Accompanying all of the stories are lovely illustrations that fantastically capture the modes of whimsy, innocence, delight, and passion featured throughout both The Happy Prince and Other Stories and A House of Pomegranates. Walter Crane did three full-page insets, invoking in impressive black and white the faces of the little prince, the selfish giant, and the fate of the remarkable rocket. Jacomb Hood peppered spot pieces through the rest of the first volume, bringing us images of the happy prince’s swallow, the laughing children in the giant’s garden, and the plight of that most devoted of friends (to name but a few). Charles Ricketts and Charles Shannon together did the illustrations for A House of Pomegranates and their collaboration provided us readers with pieces truly evocative of the glittering seductions and subtle emotions inundating this second volume of Wilde’s fairy tales.

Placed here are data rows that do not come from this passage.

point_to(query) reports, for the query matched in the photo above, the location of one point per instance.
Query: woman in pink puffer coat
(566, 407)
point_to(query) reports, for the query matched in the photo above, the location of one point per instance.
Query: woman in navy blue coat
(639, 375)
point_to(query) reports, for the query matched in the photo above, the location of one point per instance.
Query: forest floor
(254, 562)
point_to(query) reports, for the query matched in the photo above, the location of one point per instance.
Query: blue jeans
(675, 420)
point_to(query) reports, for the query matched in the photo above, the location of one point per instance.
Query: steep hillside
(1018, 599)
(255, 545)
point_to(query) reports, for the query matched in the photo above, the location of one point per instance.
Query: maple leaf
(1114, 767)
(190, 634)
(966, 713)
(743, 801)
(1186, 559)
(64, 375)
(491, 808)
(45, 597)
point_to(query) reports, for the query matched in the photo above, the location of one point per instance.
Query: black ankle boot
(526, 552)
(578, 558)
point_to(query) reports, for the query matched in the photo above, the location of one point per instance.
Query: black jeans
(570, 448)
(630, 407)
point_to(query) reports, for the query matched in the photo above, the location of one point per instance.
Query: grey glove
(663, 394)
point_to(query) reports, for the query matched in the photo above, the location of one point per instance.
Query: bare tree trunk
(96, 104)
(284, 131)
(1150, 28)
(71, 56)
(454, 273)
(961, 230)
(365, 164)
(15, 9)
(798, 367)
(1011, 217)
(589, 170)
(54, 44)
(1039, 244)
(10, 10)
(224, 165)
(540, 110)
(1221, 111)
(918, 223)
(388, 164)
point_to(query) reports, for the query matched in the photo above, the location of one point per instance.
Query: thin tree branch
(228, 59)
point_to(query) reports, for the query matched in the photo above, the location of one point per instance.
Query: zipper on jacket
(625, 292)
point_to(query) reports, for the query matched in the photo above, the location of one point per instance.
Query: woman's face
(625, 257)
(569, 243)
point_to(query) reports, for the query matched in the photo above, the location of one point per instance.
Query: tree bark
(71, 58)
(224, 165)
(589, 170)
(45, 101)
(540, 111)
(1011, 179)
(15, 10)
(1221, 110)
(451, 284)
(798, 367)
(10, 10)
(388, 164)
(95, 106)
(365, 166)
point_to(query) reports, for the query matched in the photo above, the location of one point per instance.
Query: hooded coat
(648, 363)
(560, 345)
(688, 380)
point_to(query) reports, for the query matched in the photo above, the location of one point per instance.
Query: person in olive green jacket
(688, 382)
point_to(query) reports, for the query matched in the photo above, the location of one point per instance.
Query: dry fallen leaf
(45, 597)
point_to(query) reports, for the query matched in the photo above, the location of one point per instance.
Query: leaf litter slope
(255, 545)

Anyone interested in Oscar Wilde, fairy tales, Victorian literature, or the presence of fairy tales in the Victorian era would do well to read this collection — in fact, it’s an absolute imperative for several of the aforementioned! Those interested in critical analyses of the tales or sociopolitical commentary on their construction should look at Jarlath Killeen’s 2007 work entitled The Fairy Tales of Oscar Wilde. For my part, I can’t wait to read this collection once more and then again. And again. There is much to appreciate in the Complete Fairy Tales of Oscar Wilde, both in the sheer vibrancy of the fairy tales Wilde penned and the sheer density of complexity waiting to be unravelled therein.